The Sound of Glass

Even to my own ears my protest didn’t sound very convincing. I hadn’t been in Beaufort very long, but even in such a short space of time I was finding it difficult reconciling the woman who’d sat in Mr. Williams’s office crying with the woman who’d willingly gone out in a boat, crossed a large swing bridge in a car, and worn a dress that showed more leg than some bathing suits.

I flipped on the light switch when we reached the top, then adjusted the air conditioner to a lower temperature and a higher fan speed. I still kept it on all day, but had compromised my need for cool air with my New England need to not be a spendthrift by keeping it on the “economy” mode when I wasn’t up there. Still, Deborah plucked at her blouse, trying to fan herself, drops of perspiration forming on her upper lip.

“It must have been unbearable for Edith up here during the hotter months. I don’t know how she could have stood it.”

I looked at Gibbes, knowing we were both thinking about why. What was it about her life that made escaping into a scorching attic to make tableaux of crime scenes seem like a welcome alternative?

Deborah looked up. “It’s a sound roof, at least. It would have been a bad thing if it leaked. Imagine the mildew on the cardboard boxes.” She spotted the sea-glass table first and walked toward it.

Sticking a hand in one of the baskets of glass, she swirled them around with her fingers like a witch making a potion. “For a long time I thought Edith made her wind chimes to hide what she really did up here—from Calhoun. But she continued to make them even after he died, so I guess she probably had another reason.”

She peered out one of the attic windows and smiled. “We’ve had a few bad storms—like Hugo back in ’eighty-nine. Edith had to pull every one of her wind chimes inside so they wouldn’t become projectiles, but she always put them out again. I’m glad to see you’re honoring her by keeping them hanging.”

I felt Gibbes’s gaze on me, but didn’t turn around. I didn’t have the heart to tell Deborah that the only reason the wind chimes were still there was because I hadn’t yet found a ladder tall enough to reach them.

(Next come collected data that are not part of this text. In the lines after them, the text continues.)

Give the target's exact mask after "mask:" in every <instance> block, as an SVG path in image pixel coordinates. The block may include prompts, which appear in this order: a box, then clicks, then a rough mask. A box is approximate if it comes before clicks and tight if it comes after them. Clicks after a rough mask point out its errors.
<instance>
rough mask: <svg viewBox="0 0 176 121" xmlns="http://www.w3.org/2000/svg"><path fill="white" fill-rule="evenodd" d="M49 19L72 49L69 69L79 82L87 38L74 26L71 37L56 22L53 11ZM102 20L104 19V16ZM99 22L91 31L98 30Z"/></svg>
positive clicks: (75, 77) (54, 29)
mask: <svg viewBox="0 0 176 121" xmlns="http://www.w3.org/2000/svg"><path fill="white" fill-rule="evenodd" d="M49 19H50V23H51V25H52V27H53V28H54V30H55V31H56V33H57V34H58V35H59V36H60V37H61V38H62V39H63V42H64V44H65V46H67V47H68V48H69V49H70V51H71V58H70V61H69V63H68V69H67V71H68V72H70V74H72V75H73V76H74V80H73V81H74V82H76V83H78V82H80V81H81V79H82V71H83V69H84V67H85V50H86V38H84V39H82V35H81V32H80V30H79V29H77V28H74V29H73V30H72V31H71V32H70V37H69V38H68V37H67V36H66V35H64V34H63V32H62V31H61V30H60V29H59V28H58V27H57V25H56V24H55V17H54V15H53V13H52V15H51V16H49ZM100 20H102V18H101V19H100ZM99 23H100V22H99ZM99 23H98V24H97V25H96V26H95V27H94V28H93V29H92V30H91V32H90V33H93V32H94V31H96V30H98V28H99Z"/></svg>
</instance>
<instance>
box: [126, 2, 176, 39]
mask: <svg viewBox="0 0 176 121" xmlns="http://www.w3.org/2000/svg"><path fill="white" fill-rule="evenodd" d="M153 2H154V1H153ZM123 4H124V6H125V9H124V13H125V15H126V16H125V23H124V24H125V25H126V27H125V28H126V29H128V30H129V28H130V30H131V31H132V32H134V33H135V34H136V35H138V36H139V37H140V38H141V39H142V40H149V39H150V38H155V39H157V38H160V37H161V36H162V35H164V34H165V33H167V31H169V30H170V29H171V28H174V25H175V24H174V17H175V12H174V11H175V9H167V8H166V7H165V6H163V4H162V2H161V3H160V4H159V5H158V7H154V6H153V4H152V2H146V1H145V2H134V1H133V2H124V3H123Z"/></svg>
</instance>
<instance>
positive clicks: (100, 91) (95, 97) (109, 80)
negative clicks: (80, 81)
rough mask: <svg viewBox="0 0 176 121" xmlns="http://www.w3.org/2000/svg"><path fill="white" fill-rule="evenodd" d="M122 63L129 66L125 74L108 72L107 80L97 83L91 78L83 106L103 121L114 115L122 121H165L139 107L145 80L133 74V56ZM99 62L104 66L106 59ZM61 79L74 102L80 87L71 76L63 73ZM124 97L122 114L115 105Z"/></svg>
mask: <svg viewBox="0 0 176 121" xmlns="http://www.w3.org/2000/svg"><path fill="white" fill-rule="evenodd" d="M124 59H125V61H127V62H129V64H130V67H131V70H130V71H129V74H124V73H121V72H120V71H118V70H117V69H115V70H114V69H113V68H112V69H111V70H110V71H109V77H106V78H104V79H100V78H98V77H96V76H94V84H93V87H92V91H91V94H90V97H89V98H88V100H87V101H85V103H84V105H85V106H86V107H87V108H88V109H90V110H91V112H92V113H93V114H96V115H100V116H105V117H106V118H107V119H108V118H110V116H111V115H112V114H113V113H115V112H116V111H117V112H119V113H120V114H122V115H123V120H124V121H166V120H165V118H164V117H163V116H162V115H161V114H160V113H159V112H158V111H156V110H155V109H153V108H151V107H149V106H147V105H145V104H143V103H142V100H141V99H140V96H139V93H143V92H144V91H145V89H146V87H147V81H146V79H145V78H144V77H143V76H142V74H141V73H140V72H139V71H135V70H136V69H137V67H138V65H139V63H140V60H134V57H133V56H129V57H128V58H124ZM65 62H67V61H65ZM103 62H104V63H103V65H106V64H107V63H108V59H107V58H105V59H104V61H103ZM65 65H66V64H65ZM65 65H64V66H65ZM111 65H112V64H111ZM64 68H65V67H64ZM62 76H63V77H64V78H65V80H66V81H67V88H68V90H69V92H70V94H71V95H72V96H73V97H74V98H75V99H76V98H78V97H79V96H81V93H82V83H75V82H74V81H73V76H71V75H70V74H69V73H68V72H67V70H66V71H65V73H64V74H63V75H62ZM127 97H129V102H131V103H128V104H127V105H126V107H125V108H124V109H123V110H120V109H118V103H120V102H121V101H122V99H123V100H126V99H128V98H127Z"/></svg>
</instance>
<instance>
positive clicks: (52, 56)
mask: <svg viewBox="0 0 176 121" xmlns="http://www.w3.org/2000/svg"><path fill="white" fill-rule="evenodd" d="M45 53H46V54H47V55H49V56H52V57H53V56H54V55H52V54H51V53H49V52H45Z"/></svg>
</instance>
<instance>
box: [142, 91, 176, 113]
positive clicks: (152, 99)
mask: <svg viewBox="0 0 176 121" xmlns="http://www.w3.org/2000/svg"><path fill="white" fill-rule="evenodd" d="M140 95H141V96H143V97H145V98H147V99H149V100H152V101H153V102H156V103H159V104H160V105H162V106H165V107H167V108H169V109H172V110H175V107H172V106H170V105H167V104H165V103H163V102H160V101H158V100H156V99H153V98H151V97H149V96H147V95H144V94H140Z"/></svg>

Her gaze scanned the room, finally resting on the makeshift shelves against the far wall. Recognizing what sat on the shelves, she walked directly to the first one and leaned down to see it more closely. It was a 1950s kitchen, not unlike the one downstairs, with a lifelike apple pie sitting on a windowsill, the real glass window cracked half-open. Four bright red apple-shaped place mats sat on the round table, tiny silverware and cups filled with clear cellophane in their correct spots. A braided rug lay in front of the sink, which was half-filled with what looked like soapy water.

The only indication that there was something wrong in this idyllic scene was the back half of a woman, dressed in navy blue pumps, a floral dress, and an apron, protruding from the open stove door.

“Ah, yes,” Deborah said. “I remember this one. A case from Greenville, I think. I remember the woman was pregnant.” She straightened, a crooked smile on her face. “It wasn’t her husband’s. But it wasn’t he who killed her.” Pointing to the open window, she said, “Her lover thought he was being so clever coming in through the kitchen window, carefully removing the apple pie, and then replacing it so it appeared to be a suicide. He strangled her with the ties to her apron before putting it back on her.”

Gibbes shoved his hands in his pockets, his eyebrows raised. “But any amateur knows that an autopsy would reveal that she’d died of strangulation and not gas.”

“Yes, well, this was in the days before CSI, when the average person didn’t necessarily know the nuances of murder.”

I stepped closer, no longer as afraid of the boxes as I’d been before I knew what they were. Peering inside, I felt like Gulliver in Lilliput, examining a tiny world I was part of but wasn’t.

“The knobs on the stove move, and there are replicas of all the food items from the real refrigerator inside the model,” Deborah explained. “Edith was very good. I think Frances Glessner Lee would have been very proud to call her a protégée.”

“I’m glad she had this for herself. She must have found it very fulfilling personally, especially since . . .” I stopped, unsure where my train of thought was taking me, and unwilling to share it with anybody.

“Especially since what?” Gibbes asked.

I stepped back, pretending to study the shelves. “She seemed to do a lot of sneaking around so that her husband wasn’t aware of what she was doing. I find it rather sad that she lived such a solitary life even though she was married and had a child. And two grandsons.”

“My grandfather died long before I was born, and my grandmother never talked about him. But I don’t think it was a happy marriage,” Gibbes said.

I felt him looking at me but couldn’t meet his eyes. “Why do you say that?”